48 31 JACK BUTLER YEATS RHA (1871-1957) Porter Pen, ink and watercolour, 30 x 32cm (11¾ x 12½’’) Signed Provenance: Collection of Oliver St. John Gogarty; probably these rooms, 5th April 1979 (as ‘Aran Man at Bar’); Sale, Sotheby’s London, September 13th 2016, lot no.1; Private Collection. Literature: Hilary Pyle, ‘ The Different Worlds of Jack B. Yeats: His Cartoons and Illustrations’ , 1994, no.1369, p.188, illustrated p.187. € 10,000 - 15,000 The artist’s depiction of the interior of a country pub or shebeen is one that illustrates Yeats’ fondness for and interest in the places and people of the west of Ireland.
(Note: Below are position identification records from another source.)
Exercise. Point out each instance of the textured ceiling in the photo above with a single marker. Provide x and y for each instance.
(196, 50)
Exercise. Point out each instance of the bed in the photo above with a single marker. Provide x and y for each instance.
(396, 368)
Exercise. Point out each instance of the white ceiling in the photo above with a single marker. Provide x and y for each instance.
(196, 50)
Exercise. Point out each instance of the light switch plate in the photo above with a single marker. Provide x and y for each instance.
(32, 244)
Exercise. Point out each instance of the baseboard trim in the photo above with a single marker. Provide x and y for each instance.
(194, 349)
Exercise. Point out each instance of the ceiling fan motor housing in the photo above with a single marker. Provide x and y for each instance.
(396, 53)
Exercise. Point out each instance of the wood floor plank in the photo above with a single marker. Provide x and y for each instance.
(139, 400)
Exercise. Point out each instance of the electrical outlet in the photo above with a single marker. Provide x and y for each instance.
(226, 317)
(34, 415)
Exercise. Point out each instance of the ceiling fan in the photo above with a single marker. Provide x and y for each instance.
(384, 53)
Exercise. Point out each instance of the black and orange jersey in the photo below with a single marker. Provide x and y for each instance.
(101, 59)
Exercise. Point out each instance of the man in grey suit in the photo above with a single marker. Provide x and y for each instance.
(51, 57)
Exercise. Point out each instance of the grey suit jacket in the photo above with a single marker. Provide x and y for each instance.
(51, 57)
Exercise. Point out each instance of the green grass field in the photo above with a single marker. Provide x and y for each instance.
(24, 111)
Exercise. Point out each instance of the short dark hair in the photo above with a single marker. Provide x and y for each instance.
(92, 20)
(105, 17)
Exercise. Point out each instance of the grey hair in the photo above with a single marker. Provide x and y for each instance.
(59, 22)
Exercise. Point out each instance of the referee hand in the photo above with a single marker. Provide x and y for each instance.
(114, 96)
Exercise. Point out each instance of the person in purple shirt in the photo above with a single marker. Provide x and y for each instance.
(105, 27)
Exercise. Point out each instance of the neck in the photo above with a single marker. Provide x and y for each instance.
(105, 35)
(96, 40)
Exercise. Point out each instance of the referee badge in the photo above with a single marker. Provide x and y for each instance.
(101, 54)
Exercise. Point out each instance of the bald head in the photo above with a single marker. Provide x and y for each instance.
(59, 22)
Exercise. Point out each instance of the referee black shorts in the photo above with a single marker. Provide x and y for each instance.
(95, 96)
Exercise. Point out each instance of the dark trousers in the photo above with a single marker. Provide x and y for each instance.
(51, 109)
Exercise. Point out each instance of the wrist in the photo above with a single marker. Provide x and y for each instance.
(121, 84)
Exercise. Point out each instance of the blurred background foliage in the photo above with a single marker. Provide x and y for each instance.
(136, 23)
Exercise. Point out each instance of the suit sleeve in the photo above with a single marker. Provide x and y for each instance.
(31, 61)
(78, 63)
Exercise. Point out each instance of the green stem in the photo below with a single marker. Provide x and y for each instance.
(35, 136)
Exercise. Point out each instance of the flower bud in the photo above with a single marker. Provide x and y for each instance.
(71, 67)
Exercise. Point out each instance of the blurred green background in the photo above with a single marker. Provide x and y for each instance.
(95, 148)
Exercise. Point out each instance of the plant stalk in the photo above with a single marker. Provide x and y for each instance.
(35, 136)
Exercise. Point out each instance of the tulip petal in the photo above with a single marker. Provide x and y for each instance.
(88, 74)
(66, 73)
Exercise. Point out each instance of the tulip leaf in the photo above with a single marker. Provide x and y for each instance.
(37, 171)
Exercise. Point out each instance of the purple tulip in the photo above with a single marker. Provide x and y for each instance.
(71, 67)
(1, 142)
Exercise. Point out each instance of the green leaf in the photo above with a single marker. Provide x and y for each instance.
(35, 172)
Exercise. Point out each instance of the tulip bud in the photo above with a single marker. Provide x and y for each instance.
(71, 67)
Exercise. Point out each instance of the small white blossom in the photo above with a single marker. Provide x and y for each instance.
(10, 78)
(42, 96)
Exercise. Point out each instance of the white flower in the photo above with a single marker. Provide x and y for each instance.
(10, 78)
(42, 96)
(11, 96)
The years spent as a child in and around Sligo when living with his maternal grandparents, the Pollexfens, provided much inspiration in later years for such works as Porter . Originally produced as an illustration for The Aran Islands by his friend John Millington Synge in 1907, it is one of a series of twelve drawings capturing the lives, character and hardships of the people living on the edge of the Atlantic Ocean. The sallow complexion of the central figure references the influence of Spanish blood on the people of the west coast, but also on the hard weather-exposed lives of both fisher- men and farmers. The young bearded man, standing at the bar with a pint of stout before him, is set apart from the group of older men in the back room and gazes directly at the viewer, emphasising his solitude. These illustrations represent some of Yeats’ most important records of the period, and came about when he was commissioned in 1905 by the Manchester Guardian to accompany Synge and report on the congested areas of the western coast of Ireland.